Why isn't x86-64 load/store?

FastLaneTX

Junior Member
Mar 25, 2002
2
0
0
Okay, maybe AMD wanted to keep their ISA as close to x86 as possible, but the two biggest complaints against the x86 instruction set are (a) not enough registers, and (b) any instruction can access memory (with complex addressing modes).

Obviously AMD fixed the former to a degree, though 16 registers (with xSP reserved) is still far less than the 32-64 rename registers on the average x86 chip, and a tiny fraction of IA64's 128 GPRs. I'd like to have seen 32 GPRs, and elimination of all implicit register opcodes.

The other part is a bigger problem. The ModR/M, SIB, Imm, and Disp bytes make instruction decoding hell, and almost any instruction can have any combination of them. Switching to a load/store architecture would allow the 8 bits formerly in the ModR/M byte to be used for 16 source and 16 destination registers with no need for a REX prefix, and one could completely ditch the these hellish suffix bytes from all but load/store instructions.

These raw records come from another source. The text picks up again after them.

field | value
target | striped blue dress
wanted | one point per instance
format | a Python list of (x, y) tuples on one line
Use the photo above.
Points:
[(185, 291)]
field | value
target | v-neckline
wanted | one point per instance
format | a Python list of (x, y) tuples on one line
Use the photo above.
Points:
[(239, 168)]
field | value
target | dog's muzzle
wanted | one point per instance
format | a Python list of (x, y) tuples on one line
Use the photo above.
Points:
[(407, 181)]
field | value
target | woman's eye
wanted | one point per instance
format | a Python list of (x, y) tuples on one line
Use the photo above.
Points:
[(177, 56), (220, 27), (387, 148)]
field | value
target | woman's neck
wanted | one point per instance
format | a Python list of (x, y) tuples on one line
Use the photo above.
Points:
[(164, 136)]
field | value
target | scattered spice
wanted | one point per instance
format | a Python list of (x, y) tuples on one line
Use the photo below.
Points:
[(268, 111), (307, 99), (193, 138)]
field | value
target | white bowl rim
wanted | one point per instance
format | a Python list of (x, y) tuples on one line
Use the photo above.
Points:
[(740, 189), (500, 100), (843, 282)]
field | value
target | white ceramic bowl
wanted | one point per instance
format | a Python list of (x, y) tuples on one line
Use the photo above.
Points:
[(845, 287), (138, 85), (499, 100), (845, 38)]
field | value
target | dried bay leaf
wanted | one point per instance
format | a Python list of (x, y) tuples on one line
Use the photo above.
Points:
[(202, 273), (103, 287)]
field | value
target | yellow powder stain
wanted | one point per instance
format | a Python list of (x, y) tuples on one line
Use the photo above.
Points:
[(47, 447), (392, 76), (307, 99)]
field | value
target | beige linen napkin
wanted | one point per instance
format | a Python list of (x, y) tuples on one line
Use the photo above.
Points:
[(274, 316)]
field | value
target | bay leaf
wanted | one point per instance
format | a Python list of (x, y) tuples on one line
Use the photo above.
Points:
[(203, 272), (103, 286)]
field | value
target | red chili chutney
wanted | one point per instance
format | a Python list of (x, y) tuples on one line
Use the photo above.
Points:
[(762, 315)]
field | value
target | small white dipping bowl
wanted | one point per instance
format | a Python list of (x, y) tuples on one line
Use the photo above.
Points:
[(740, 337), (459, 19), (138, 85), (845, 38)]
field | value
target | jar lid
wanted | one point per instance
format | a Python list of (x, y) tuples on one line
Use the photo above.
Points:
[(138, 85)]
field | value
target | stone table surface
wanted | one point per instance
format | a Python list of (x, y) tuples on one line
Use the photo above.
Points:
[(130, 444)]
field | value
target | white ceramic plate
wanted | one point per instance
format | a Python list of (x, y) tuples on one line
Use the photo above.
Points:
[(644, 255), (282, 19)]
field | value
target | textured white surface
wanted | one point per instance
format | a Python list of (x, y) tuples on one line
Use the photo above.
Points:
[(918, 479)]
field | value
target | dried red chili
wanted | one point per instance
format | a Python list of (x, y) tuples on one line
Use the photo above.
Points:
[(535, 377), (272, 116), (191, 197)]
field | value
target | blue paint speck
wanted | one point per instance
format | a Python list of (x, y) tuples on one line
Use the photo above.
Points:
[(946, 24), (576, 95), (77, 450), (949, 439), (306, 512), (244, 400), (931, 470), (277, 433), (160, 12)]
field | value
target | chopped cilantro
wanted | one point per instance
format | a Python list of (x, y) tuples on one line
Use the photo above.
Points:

Comments from the more microarchitecture-savvy?
 

zemus

Member
Mar 6, 2002
47
0
0
"I'd like to have seen 32 GPRs"

Like you, I would have prefered to see as many as possible. but I suspect AMD's reasoning for there choice was influenced by a few factors, but I think the main reason was;


Most experienced x86er's have lived without them for so long that there will be no mad rush to put the extra registers to use now that they suddenly appear. Sure, I will start using them right away in almost every asm application I can think of, but I/we do not represent the bulk of programmers. And sure, those extra registers are definatly usefull, but they will never result in a hudge increase in performance, just a little. 16 is a fairly good # in trade off for keeping the design realitivly simple still. I rarly have encountered a situation where having more than 4 data registers would make my code significantly faster. more than anything, just easier to write. Don't get me wrong, i think more is better, it's just that we do not need to go over board on it.

I am a little more excited by the 64 bit size than anything, despite a post claiming this is sort of useless, this i find not to be true at all. Sure, I do not need actual #'s that large, but block transfers will now propagate through the CPU registers at twice the speed, does that mean twice the speed over all, no, but it does mean it will happen somewhat faster. Enough that one will notice it if running certain code types.

most of the code i write can benifit from both the extra data size and the extra registers, but just a little, there is no real need to have 100's of registers visable to the programmer in my opinion though.

In the end, #1 rule , "law of diminising returns". far more important than mores law in my opinion
 

kylef

Golden Member
Jan 25, 2000
1,430
0
0


<< Switching to a load/store architecture would allow... >>



But it wouldn't be backwards compatible. And that is the ONLY reason that AMD has proposed the x86-64.

It's perceived to be such a HUGE advantage to be able to run old code that Intel recently was even second-guessing their own switch to IA64.

In the end, breaking away from x86 entirely is probably a Good Thing. I hope Intel can pull it off, but the ground is looking shakier than ever now. x86 is going strong, 32 bits are enough for 95% of people out there, and Intel's own 4-bit address extension mechanism that allows 64 gigabytes of addressable memory are all reasons that make the industry question paying a price premium to swap to an incompatible, unproven ISA when a cheaper backwards-compatible one is available...
 

jhu

Lifer
Oct 10, 1999
11,918
9
81
haven't these all these processors been implicitly load/store since the pentium pro?
 

kylef

Golden Member
Jan 25, 2000
1,430
0
0


<< haven't these all these processors been implicitly load/store since the pentium pro? >>



Yes, but the issue is that the exposed interface available to assembly language programmers and compiler code generators is still the old register-limited x86 instruction set, along with an even more limited stack-based floating point scheme.

Writing good compilers is already difficult enough as it is, but when resources such as registers are severely limited (as they are in x86) it just makes producing good code more difficult.
 

FastLaneTX

Junior Member
Mar 25, 2002
2
0
0
But you already have to recompile everything to run in long mode, so going to an explicit load/store wouldn't change that. Compatability modes would still accept the implicit load/stores of IA-32, for better or worse.

Perhaps keeping compatibility limits the decode improvements possible, but I'm still curious. If I had a clue how, I'd rig GCC to not generate implicit loads/stores and see if the code ran faster or slower on Simics.